Richard Tibbetts adds that it’s important to remember that people coming from slow-moving companies aren’t slow people, they’re just used to working for a slow-moving company.  They tend to be more cautious.  In his experience, they’re thrilled to be moving quickly, but they need coaching on where to cut corners as they’re used to red tape environments.

How would you describe Boston FinTech? 

There’s a deep respect for experience in Boston.  Businesses seem to understand that to get further, they need to work together rather than compete.  Incumbents are appreciated for their stability and knowledge while startups are valued for their innovation and agility.  Richard Tibbetts jokes that as a startup founder, “I don’t need to Uber Fidelity.”

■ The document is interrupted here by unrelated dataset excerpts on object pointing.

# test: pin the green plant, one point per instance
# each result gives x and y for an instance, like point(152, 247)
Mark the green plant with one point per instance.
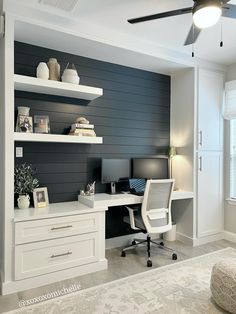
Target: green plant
point(24, 180)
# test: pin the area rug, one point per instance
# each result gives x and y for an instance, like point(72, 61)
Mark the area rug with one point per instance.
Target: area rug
point(179, 288)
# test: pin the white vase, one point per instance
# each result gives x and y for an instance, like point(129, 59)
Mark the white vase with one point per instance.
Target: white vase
point(70, 76)
point(23, 201)
point(42, 71)
point(54, 69)
point(23, 111)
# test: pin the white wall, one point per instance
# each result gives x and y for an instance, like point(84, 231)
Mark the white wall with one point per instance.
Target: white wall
point(182, 137)
point(1, 145)
point(230, 210)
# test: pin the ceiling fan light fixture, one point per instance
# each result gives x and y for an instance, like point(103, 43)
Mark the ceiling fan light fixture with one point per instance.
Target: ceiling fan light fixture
point(206, 13)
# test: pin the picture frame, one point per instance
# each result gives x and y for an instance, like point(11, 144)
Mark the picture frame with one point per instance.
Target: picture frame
point(41, 124)
point(40, 196)
point(24, 124)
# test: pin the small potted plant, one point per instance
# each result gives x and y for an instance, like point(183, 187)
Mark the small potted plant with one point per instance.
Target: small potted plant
point(24, 183)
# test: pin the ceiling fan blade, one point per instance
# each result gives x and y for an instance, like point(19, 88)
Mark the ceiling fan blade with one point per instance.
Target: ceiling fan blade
point(192, 35)
point(160, 15)
point(229, 11)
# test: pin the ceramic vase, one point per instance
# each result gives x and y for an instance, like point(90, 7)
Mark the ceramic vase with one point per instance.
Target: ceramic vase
point(42, 71)
point(23, 201)
point(54, 69)
point(23, 111)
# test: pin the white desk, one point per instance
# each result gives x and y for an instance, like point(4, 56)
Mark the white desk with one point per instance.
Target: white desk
point(103, 199)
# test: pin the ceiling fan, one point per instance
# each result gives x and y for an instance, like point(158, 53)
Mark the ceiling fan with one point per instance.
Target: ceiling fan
point(205, 13)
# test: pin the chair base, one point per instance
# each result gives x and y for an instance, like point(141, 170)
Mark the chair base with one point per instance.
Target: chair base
point(136, 242)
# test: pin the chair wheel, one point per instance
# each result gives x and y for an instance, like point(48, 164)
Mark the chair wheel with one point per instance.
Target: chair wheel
point(149, 263)
point(174, 257)
point(123, 254)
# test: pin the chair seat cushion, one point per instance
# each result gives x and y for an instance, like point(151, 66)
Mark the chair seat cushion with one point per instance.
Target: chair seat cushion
point(223, 285)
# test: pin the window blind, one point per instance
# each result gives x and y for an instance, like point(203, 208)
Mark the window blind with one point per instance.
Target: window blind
point(233, 158)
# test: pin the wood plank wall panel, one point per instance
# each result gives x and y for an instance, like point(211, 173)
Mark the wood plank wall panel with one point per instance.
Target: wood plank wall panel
point(133, 116)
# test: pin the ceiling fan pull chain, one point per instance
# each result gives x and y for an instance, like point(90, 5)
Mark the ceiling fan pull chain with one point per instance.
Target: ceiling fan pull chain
point(221, 33)
point(193, 55)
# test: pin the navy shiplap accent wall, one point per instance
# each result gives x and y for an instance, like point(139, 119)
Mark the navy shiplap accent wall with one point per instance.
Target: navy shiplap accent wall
point(132, 116)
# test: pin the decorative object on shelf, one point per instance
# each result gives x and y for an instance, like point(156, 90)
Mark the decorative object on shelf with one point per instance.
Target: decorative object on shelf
point(90, 189)
point(40, 197)
point(23, 201)
point(24, 121)
point(82, 120)
point(70, 74)
point(81, 127)
point(23, 111)
point(54, 69)
point(41, 124)
point(42, 71)
point(24, 124)
point(171, 154)
point(24, 183)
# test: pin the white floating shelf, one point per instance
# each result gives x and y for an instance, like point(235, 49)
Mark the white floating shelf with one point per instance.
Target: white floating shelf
point(56, 138)
point(40, 86)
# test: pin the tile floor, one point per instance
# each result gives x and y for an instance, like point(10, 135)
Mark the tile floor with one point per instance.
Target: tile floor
point(118, 267)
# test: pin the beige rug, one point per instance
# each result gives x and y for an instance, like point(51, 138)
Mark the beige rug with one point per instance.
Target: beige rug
point(180, 288)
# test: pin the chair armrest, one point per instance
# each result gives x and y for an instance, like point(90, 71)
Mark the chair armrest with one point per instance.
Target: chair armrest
point(131, 217)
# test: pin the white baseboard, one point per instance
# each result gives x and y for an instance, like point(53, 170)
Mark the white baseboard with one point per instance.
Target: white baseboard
point(185, 239)
point(123, 241)
point(230, 236)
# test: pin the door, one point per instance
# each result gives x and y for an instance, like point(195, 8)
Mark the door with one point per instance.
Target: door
point(210, 120)
point(209, 193)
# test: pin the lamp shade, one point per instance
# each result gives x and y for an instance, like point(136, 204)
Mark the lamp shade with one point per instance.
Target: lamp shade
point(206, 13)
point(172, 151)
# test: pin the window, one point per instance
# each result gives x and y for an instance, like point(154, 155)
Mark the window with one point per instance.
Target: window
point(233, 158)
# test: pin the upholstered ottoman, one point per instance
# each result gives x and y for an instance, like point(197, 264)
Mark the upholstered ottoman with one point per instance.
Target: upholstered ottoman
point(223, 285)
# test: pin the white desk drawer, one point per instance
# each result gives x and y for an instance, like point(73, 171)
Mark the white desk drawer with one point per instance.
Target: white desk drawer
point(44, 257)
point(46, 229)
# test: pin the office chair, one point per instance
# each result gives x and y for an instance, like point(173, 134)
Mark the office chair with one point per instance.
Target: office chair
point(155, 215)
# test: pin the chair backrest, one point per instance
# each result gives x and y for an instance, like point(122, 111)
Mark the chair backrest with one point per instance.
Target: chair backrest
point(156, 205)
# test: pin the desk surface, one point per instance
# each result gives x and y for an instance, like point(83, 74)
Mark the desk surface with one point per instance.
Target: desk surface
point(103, 199)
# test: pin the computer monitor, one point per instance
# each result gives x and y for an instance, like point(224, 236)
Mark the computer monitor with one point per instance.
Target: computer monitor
point(150, 168)
point(113, 170)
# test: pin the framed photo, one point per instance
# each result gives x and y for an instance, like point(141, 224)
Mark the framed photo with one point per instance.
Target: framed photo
point(41, 124)
point(24, 124)
point(40, 197)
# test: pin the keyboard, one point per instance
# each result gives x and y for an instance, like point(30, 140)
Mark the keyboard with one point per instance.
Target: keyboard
point(138, 193)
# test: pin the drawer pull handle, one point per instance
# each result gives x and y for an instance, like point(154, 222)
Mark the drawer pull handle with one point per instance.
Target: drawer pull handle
point(59, 255)
point(63, 227)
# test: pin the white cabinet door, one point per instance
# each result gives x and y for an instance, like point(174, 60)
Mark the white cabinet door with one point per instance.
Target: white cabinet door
point(209, 201)
point(210, 120)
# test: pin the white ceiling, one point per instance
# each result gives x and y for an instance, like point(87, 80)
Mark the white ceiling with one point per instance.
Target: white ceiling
point(106, 20)
point(168, 32)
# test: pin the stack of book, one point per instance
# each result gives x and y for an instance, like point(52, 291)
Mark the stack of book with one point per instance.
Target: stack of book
point(80, 129)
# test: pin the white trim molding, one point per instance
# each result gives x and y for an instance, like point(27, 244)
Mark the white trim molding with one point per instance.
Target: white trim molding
point(230, 236)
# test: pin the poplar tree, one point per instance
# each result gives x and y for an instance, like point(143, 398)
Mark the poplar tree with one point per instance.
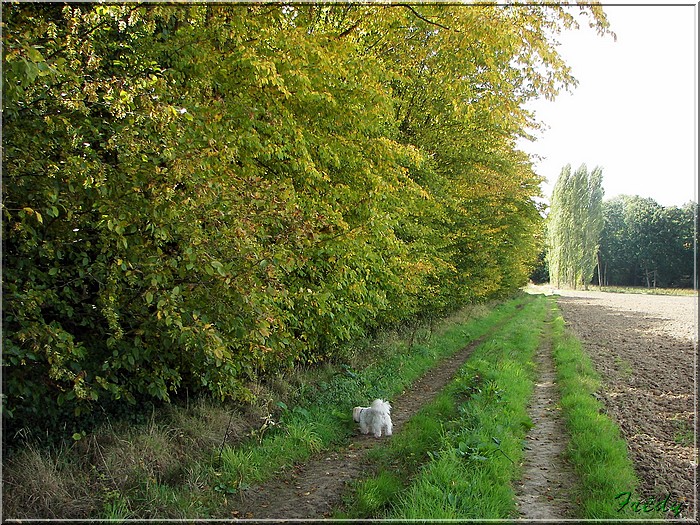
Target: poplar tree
point(574, 226)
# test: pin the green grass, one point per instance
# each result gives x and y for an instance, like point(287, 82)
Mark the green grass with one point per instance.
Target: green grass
point(461, 452)
point(596, 449)
point(174, 465)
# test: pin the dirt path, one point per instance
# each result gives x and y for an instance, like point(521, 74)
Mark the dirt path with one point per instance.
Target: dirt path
point(313, 489)
point(544, 491)
point(645, 349)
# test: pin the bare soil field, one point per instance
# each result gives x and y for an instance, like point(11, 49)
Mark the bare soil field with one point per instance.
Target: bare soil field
point(645, 349)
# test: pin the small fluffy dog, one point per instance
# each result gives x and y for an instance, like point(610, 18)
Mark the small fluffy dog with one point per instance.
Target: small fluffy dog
point(374, 418)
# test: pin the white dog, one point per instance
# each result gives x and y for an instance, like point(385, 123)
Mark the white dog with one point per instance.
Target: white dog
point(374, 418)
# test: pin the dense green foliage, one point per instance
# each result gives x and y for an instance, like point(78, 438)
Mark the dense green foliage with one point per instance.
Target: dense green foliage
point(573, 226)
point(195, 195)
point(646, 244)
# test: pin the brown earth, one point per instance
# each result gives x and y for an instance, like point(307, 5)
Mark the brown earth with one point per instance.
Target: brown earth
point(313, 489)
point(548, 480)
point(645, 349)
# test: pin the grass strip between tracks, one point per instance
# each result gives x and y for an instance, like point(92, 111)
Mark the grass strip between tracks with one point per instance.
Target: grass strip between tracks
point(596, 449)
point(328, 421)
point(462, 452)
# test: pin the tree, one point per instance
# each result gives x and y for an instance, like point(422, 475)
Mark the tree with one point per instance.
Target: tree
point(645, 244)
point(198, 195)
point(574, 225)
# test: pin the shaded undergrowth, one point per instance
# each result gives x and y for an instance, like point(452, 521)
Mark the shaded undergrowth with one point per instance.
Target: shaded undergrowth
point(185, 461)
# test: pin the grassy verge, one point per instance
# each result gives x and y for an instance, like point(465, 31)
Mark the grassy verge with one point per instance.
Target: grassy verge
point(174, 465)
point(328, 420)
point(462, 451)
point(596, 449)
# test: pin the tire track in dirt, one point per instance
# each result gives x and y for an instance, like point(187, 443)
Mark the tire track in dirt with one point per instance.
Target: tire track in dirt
point(313, 489)
point(548, 480)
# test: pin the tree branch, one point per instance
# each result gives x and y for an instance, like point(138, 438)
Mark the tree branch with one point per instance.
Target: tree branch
point(417, 14)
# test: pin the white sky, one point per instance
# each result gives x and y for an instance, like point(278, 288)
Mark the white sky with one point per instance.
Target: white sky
point(634, 112)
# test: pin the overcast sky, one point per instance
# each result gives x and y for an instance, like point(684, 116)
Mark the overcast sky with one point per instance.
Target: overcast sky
point(634, 112)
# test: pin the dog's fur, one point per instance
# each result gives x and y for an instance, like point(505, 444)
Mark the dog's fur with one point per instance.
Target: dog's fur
point(375, 418)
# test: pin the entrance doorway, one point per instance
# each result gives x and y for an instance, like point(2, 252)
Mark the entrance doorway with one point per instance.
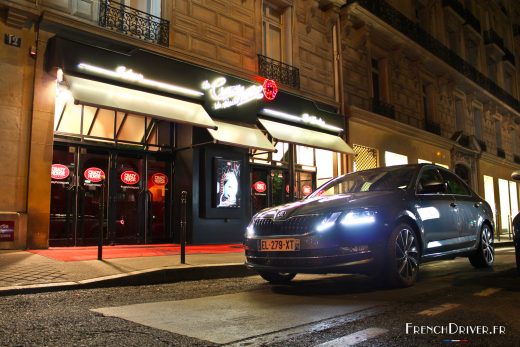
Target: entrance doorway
point(124, 193)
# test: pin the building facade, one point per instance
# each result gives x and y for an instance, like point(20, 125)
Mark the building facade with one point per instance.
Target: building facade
point(145, 119)
point(436, 81)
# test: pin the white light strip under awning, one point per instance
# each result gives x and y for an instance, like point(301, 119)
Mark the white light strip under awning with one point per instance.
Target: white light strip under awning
point(241, 136)
point(306, 137)
point(99, 94)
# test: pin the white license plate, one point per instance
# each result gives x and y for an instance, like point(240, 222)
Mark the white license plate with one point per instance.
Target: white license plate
point(279, 245)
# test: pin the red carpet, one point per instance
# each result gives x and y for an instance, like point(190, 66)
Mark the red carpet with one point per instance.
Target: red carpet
point(131, 251)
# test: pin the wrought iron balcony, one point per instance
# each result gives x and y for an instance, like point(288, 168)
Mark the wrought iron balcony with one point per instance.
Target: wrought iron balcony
point(472, 21)
point(400, 22)
point(482, 144)
point(383, 108)
point(433, 127)
point(133, 22)
point(491, 37)
point(456, 6)
point(278, 71)
point(509, 56)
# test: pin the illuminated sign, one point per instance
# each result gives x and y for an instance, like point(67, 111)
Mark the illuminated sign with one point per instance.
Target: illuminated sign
point(130, 177)
point(305, 118)
point(94, 174)
point(270, 89)
point(59, 172)
point(128, 75)
point(159, 179)
point(260, 186)
point(225, 96)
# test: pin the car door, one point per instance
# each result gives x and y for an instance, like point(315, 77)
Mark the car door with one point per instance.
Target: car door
point(437, 212)
point(467, 208)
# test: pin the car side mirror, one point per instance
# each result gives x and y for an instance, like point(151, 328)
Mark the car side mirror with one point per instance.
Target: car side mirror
point(434, 187)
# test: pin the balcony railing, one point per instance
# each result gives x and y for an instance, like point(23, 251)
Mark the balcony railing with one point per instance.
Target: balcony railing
point(396, 19)
point(433, 127)
point(509, 56)
point(456, 6)
point(278, 71)
point(472, 21)
point(491, 37)
point(383, 108)
point(133, 22)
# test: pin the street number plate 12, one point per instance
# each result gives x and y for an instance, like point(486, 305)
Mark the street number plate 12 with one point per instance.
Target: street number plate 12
point(279, 245)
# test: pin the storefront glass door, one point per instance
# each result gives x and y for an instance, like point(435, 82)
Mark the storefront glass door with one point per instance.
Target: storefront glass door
point(134, 195)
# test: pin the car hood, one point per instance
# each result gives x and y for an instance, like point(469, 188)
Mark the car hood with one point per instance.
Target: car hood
point(334, 203)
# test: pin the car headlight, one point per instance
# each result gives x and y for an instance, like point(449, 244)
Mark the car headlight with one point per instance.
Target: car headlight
point(250, 230)
point(327, 222)
point(359, 217)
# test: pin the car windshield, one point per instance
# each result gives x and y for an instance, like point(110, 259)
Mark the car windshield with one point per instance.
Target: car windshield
point(388, 178)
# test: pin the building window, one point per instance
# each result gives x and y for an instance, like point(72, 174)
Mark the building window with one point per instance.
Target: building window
point(276, 24)
point(472, 53)
point(459, 114)
point(454, 40)
point(492, 69)
point(508, 83)
point(477, 120)
point(498, 133)
point(366, 158)
point(392, 159)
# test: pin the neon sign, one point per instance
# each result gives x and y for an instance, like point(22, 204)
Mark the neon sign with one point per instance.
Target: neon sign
point(270, 89)
point(228, 96)
point(125, 74)
point(304, 118)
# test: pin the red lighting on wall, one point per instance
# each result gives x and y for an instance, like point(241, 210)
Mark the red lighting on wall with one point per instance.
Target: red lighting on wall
point(270, 89)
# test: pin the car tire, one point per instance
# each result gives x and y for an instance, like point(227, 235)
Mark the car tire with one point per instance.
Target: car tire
point(402, 256)
point(485, 253)
point(277, 277)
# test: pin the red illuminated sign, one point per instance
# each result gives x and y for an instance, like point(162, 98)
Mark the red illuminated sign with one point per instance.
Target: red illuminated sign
point(260, 186)
point(6, 231)
point(270, 89)
point(130, 177)
point(59, 172)
point(159, 179)
point(94, 174)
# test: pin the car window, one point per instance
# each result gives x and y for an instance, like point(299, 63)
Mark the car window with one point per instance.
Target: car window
point(455, 184)
point(368, 181)
point(428, 175)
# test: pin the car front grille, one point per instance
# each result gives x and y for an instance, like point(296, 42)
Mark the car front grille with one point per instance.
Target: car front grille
point(297, 225)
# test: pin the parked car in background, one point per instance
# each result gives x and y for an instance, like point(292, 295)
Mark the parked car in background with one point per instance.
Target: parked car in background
point(516, 227)
point(385, 221)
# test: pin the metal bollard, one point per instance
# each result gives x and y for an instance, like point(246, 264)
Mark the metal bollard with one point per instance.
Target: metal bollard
point(184, 199)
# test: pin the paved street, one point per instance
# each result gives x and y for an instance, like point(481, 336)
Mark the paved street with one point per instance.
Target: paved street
point(451, 301)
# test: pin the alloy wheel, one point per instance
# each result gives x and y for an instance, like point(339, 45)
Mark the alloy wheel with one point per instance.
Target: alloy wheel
point(488, 249)
point(406, 254)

Jennifer Lum and Mark Casady agree.  They brought it home by pointing out that the power of the Boston FinTech scene was inherent in the (crowded) room—investors, entrepreneurs, universities, incumbents, and organizations like the FinTech Sandbox come together to create an incredible ecosystem.  Jennifer Lum jokes that she particularly likes that being Boston-based means she doesn’t have to get on a train or a plane to meet with her financial clients.

Wrapping it up

The discussion revealed that Boston’s FinTech scene is going to continue to thrive as a result of the varied organizations and businesses that call Boston home.  Judging from the simple fact alone that last year’s Boston FinTech Week featured 12 events and this year featured over 45, it’s obvious that FinTech is heating up in Boston and we’re thrilled to be involved.